Melalui juru bicaranya, Mohamad Amin, Fraksi Gerindra menyatakan menerima Rancangan Peraturan Daerah (Ranperda) APBD-P 2025 untuk disahkan menjadi Peraturan Daerah (Perda), namun dengan catatan tegas berupa mosi tidak percaya terhadap Dinas Pendidikan Kabupaten Boalemo.
Dalam pandangan akhirnya, Amin lebih dulu mengarahkan pesannya kepada pimpinan daerah, Bupati dan Wakil Bupati Boalemo. Ia menekankan pentingnya budaya pembahasan anggaran yang transparan dan profesional.
“Kami ingin pola pembahasan anggaran ini tidak menimbulkan perspektif negatif publik. Transparansi adalah harga mati agar kepercayaan rakyat tetap terjaga,” ujar Amin di hadapan forum.

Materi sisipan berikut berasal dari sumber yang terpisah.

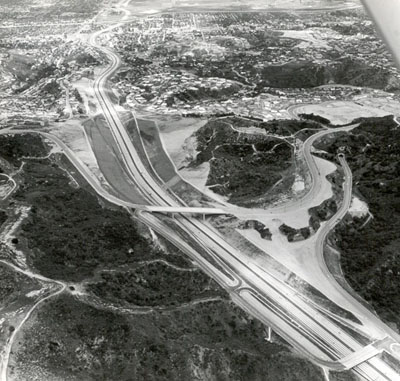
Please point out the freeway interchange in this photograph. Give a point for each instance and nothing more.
(257, 290)
(262, 293)
(324, 337)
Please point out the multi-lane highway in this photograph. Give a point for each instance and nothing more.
(255, 289)
(260, 291)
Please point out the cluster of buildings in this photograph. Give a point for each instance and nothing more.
(205, 64)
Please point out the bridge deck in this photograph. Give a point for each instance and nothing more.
(185, 210)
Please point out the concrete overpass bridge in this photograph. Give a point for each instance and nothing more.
(173, 210)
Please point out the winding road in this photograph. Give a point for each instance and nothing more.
(260, 291)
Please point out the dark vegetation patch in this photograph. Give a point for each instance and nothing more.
(346, 71)
(218, 340)
(14, 148)
(243, 167)
(13, 285)
(150, 285)
(258, 226)
(3, 217)
(69, 232)
(370, 257)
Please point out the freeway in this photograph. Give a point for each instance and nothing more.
(258, 291)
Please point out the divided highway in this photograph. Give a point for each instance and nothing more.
(256, 290)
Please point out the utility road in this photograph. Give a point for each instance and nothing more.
(262, 292)
(259, 291)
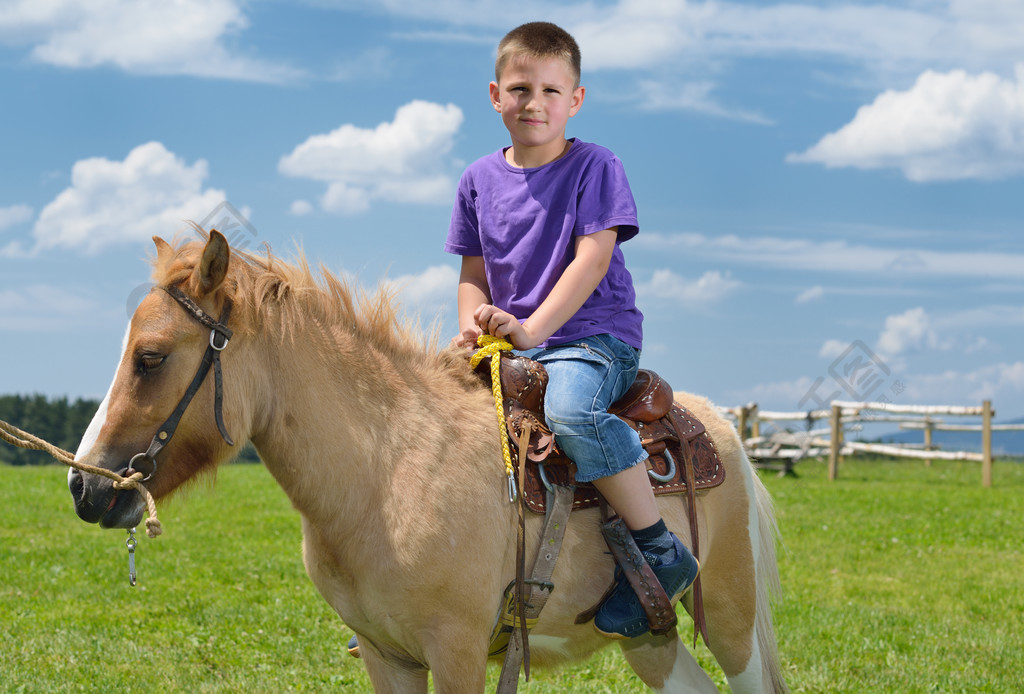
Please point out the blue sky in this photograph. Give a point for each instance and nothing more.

Suasana ruang sidang berubah tegang ketika Amin menyampaikan catatan kedua. Menurutnya, terdapat lebih dari Rp247 miliar anggaran pada Organisasi Perangkat Daerah (OPD) Pendidikan yang pembahasannya tidak tuntas dalam rancangan KUA APBD-P 2025. Kondisi ini dinilai sebagai bentuk lemahnya pengawasan dan ketidakjelasan arah kebijakan.
“Fraksi Gerindra menyatakan bukan bagian dari relasi fungsi kelembagaan terhadap pelaksanaan anggaran pada Dinas Pendidikan. Kami melepaskan diri dari tanggung jawab itu,” tegasnya.

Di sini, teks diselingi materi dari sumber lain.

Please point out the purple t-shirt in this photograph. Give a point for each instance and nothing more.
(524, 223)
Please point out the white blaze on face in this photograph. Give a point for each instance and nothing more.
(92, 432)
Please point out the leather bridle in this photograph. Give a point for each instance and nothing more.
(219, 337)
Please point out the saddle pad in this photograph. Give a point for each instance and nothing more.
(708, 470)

Lebih lanjut, Amin mengungkapkan bahwa Fraksi Gerindra akan melakukan kajian dan penelitian internal, bahkan siap melibatkan pihak independen untuk menelusuri lebih dalam persoalan pengelolaan anggaran pendidikan di Boalemo.
“Kami tidak bisa membiarkan ada sektor vital seperti pendidikan yang dikelola tanpa tuntas dan tanpa arah yang jelas. Ini soal masa depan generasi Boalemo,” tambahnya.
Meski pada akhirnya Fraksi Gerindra menyetujui Ranperda APBD-P 2025 untuk disahkan menjadi Perda, sikap kritis mereka meninggalkan kesan mendalam dalam sidang paripurna. Dukungan yang diberikan disertai peringatan keras agar transparansi dan akuntabilitas pengelolaan pendidikan tidak diabaikan.